The magistrate judge determined that defendant fails to explain why plaintiff's citations to federal law constitute recently discovered information necessitating amendment, as plaintiff's complaint shows that its claims are based on state law and plaintiff agrees that it does not raise federal claims. Docket No. 191 at 12-13 (citing Docket No. 124 at 3, ¶ 8). The magistrate judge also noted that defendant acknowledged in its motion that plaintiff only raises state-law claims. Id. (citing Docket No. 104 at 3, ¶ 4).
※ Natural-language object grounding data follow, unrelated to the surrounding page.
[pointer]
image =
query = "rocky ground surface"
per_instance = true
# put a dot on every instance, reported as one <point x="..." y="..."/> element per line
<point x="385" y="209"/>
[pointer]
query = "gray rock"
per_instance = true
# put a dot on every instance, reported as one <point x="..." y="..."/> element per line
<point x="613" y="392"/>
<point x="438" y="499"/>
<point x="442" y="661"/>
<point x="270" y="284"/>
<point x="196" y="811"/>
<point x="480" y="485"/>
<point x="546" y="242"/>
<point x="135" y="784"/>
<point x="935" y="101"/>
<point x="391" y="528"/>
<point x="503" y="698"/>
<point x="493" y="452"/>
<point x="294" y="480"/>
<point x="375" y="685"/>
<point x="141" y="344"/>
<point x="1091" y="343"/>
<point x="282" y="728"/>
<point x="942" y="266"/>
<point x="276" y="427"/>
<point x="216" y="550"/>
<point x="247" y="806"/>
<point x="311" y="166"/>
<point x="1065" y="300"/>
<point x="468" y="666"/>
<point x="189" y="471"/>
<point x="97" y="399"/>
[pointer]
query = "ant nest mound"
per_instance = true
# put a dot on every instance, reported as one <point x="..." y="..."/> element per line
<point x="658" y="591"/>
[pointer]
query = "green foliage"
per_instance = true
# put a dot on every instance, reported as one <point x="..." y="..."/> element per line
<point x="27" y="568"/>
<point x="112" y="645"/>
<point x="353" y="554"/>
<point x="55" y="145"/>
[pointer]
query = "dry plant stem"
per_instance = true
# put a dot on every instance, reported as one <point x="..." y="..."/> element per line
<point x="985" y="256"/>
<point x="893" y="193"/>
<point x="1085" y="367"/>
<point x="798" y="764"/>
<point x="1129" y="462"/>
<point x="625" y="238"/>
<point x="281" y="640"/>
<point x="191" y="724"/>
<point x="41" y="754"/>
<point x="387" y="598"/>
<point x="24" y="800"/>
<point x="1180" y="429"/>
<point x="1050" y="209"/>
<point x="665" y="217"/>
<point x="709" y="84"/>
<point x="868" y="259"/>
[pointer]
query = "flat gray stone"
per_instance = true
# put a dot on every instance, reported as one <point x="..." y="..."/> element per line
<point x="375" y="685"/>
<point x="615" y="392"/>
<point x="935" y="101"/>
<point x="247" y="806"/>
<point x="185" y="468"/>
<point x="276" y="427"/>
As to defendant's request to add an affirmative defense of claim preclusion, defendant states in its motion that it seeks to “amend its affirmative defenses . . . to specifically include . . . preclusion of state law claims based on Defendant's Federal rights.” Docket No. 104 at 1-2. Defendant proposes to add a twentieth affirmative defense stating, “15 U.S.C. 1125(c)(6). Defendant's ownership of a valid federal registration is a complete bar to action brought under the common law of the State of Colorado or under a Statute of the State of Colorado.” Docket No. 104-1 at 3. The magistrate judge found that defendant provides no argument elaborating on this proposed affirmative defense or explaining why or how it is based on newly obtained information. Docket No. 191 at 13. The magistrate judge also explained that defendant's ownership of a federal trademark registration cannot constitute newly obtained information by defendant. Id. at 13-14. Moreover, the magistrate judge noted that defendant references its trademarks in its original answer. See Id. at 14 (citing Docket No. 24 at 11-12, ¶¶ 12-21).
To both of these recommendations, defendant states that it “acknowledges the Honorable Magistrate's findings that Plaintiff's complaint demonstrates that Plaintiff's claims are based on state law (see Dkt. 191 at 12-13) and that Plaintiff itself has asserted, both in pleadings and on record[, ] that it is not seeking federal claims (see e.g. Dkt. 124 at ¶ 8).” Docket No. 195 at 9. Defendant also states that it “acknowledges [the Court's] findings disallowing ‘plaintiff's state law claims to include federal claims and remedies for the purpose of the discovery dispute.'” Id. (quoting Docket No. 190 at 4-5). These statements do not amount to an objection of the magistrate judge's recommendation and are not proper objections warranting de novo review. See 2121 E. 30th St., 73 F.3d at 1059. The Court has reviewed the non-objected portions of the recommendation to satisfy itself that there is “no clear error on the face of the record.” Fed.R.Civ.P. 72(b), advisory committee notes. Based on this review, the Court concludes that this portion of the recommendation is a correct application of the facts and the law.
Defendant's objections also discuss the issue of prejudice, specifically that it would not be prejudicial to plaintiff for defendant to amend its affirmative defenses, since plaintiff knew the information that forms the basis of defendant's proposed amendments, but that it would be prejudicial for defendant not to be permitted to amend. Docket No. 195 at 9. The Court declines to address the issue of prejudice because defendant's failure to show good cause under Rule 16(b) is dispositive. Birch, 812 F.3d at 1247 (noting that a party seeking leave to amend must show both good cause under Rule 16(b) and lack of prejudice under Rule 15(a)); see also Gorsuch, 771 F.3d at 1241.
IV. CONCLUSION
For the foregoing reasons, it is
ORDERED that the Order and Recommendation of United States Magistrate Judge [Docket No. 191] is ACCEPTED. It is further
ORDERED that Defendant's Rule 72 Objection to the Honorable Magistrate Judge Nina Y. Wang's May 5, 2021 Order and Recommendation [Docket No. 195] is OVERRULED. It is further
ORDERED that Defendant's First Motion for Leave to Amend Its Affirmative Defenses to Plaintiff's Complaint Based on New Information Never Previously Disclosed by Plaintiff [Docket No. 104] is GRANTED in part and DENIED in part. It is further
ORDERED that defendant may file an amended pleading to add affirmative defenses based on the Chapter 7 bankruptcy on or before August 31, 2021.